MacKinnon, Roderick

MacKinnon, Roderick (1956-…), an American biophysicist, won a share of the Nobel Prize in chemistry for determining the structure of microscopic channels that allow charged atoms called ions to pass into and out of living cells. MacKinnon shared the prize with the American biochemist Peter Agre.

MacKinnon studied proteins in the cell membrane that form a tunnel through which ions pass. These ion channels contain selectivity filters, tiny structures that admit only a certain kind of ion. MacKinnon was particularly interested in the potassium channel, which admits only potassium ions.

MacKinnon studied the proteins that make up the potassium channel using a technique called X-ray crystallography. He formed the proteins into crystals, then bombarded them with X rays. By studying the patterns of X rays scattered by the crystals, MacKinnon determined the structure of the proteins.

MacKinnon described the potassium channel in 1998. His studies revealed how the channel admits potassium ions but not sodium ions, which are smaller than potassium ions. In a water solution, ions form stable groups with nearby water molecules. MacKinnon found that the oxygen atoms that line the channel’s selectivity filter mimic the oxygen atoms in these water molecules. The atoms in the filter are spaced at the same distance as the water molecules are spaced around a dissolved potassium ion. This allows potassium ions to remain stable while passing through the filter. Sodium ions, on the other hand, are stable when the oxygen atoms in the water molecules are held more closely. The sodium ions remain in the water solution instead of entering the filter, where the wider gaps between oxygen atoms would make sodium ions less stable. MacKinnon also discovered a gatelike structure at one end of the tunnel that enables the channel to open and close.

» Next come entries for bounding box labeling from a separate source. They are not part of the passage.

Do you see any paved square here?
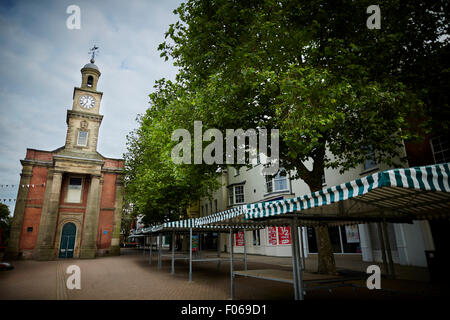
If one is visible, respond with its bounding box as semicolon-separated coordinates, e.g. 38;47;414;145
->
0;249;439;300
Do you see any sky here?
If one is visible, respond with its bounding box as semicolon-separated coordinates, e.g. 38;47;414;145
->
0;0;182;214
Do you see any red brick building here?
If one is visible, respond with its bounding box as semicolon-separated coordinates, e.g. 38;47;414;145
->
7;59;124;260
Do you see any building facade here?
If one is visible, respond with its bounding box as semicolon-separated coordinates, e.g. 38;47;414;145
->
7;59;124;260
200;142;449;267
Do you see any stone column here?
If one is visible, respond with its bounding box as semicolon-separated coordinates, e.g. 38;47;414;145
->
34;171;63;260
358;223;375;261
5;165;33;260
80;175;101;259
110;175;123;255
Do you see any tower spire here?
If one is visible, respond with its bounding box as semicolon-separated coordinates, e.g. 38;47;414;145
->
89;44;98;63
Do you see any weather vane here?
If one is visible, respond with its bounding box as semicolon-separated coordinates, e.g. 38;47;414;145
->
89;44;98;63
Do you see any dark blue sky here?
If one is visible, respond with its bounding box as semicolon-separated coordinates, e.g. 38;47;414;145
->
0;0;181;214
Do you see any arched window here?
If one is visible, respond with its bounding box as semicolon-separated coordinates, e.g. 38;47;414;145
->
87;76;94;87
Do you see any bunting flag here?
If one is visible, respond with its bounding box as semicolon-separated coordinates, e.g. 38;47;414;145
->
245;163;450;219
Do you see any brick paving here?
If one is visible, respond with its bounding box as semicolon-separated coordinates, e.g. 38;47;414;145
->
0;249;439;300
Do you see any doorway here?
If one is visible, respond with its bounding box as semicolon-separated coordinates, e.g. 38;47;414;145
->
59;222;77;258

MacKinnon also described other kinds of ion channels. Cells use these channels to generate an electric pulse by passing ions through the cell membrane. Some cells, such as nerve cells, use these pulses to transmit signals. MacKinnon’s research helped scientists understand diseases of the heart and nervous system that may be caused by defects in ion channels.

MacKinnon was born on Feb. 19, 1956, in Burlington, Massachusetts. He earned a B.A. degree in biochemistry from Brandeis University in Waltham, Massachusetts, in 1978 and an M.D. degree from Tufts University Medical School in Boston in 1982. From 1989 to 1996, he taught at Boston’s Harvard Medical School. MacKinnon became a professor at Rockefeller University in New York City in 1996.